In diesem schwierigen Umfeld gelingt es der Schule auf eine beispielgebende Weise, aus den dissonanten Einflüssen segregierter Sozialmilieus und risikobelasteter Sozialisationsbedingungen eine haltgebende, die familiären und häuslichen Lebenswelten stabilisierende, zurückstrahlende Schulkultur zu entwickeln. Mit großer Energie und Leidenschaft suchen die Lehrerinnen und Lehrer nach Wegen, die sozialen Teilhabechancen der Kinder und ihrer Eltern zu verbessern.

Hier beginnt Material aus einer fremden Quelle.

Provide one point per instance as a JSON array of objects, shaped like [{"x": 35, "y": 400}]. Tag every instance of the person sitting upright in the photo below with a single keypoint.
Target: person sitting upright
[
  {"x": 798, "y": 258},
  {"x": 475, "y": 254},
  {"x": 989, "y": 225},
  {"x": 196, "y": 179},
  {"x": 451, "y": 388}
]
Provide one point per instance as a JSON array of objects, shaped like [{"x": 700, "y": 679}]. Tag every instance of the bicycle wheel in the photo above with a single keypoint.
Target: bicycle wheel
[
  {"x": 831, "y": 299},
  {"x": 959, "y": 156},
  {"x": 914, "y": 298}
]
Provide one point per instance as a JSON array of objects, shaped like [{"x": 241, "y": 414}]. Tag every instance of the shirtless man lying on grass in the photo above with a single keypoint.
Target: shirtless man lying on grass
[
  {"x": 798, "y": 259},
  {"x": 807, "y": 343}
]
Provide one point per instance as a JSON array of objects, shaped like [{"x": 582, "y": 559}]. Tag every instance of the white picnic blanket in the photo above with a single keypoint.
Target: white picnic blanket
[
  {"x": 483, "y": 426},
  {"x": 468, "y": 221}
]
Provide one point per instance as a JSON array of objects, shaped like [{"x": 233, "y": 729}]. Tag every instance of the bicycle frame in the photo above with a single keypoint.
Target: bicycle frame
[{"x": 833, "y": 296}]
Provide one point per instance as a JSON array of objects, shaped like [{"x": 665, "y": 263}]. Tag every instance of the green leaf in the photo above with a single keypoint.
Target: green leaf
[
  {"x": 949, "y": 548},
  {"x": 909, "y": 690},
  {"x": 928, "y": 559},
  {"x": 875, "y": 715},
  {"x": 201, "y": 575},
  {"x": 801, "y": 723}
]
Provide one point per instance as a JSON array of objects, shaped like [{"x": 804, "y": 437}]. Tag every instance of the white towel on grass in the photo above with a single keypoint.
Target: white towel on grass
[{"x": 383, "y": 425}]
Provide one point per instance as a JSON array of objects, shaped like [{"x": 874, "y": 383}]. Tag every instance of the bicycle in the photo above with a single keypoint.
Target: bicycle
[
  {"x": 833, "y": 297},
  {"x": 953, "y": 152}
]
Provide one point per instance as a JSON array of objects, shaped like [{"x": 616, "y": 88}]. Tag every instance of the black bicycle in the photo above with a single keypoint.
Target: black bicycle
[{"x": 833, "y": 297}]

Niemand soll in der Anonymität der hoch aufragenden Wohntürme verlorengehen.
Basierend auf einer selbstentwickelten Eingangsdiagnostik erhalten die Schülerinnen und Schüler in jahrgangsübergreifenden Lerngruppen individualisierende Angebote in den Kernbereichen der Grundschulbildung. Diese werden ergänzt durch Erst- und Zweitsprachunterricht, durch psychomotorische Kompetenzförderung sowie durch vielfältige Gelegenheiten zur verantwortungsvollen Mitgestaltung. Herausragend ist das in langjähriger
Zusammenarbeit mit der benachbarten Kindertageseinrichtung und der Sekundarschule entwickelte »Übergangsmanagement«.
Mit der Auszeichnung der Schule am Pfälzer Weg, die bereits im Jahr 2006 eine Schulpreisnominierung erhielt, wird die pädagogische Entwicklungsarbeit, die konsequent und mit erkennbarem Qualitätsgewinn fortgesetzt wurde, gewürdigt.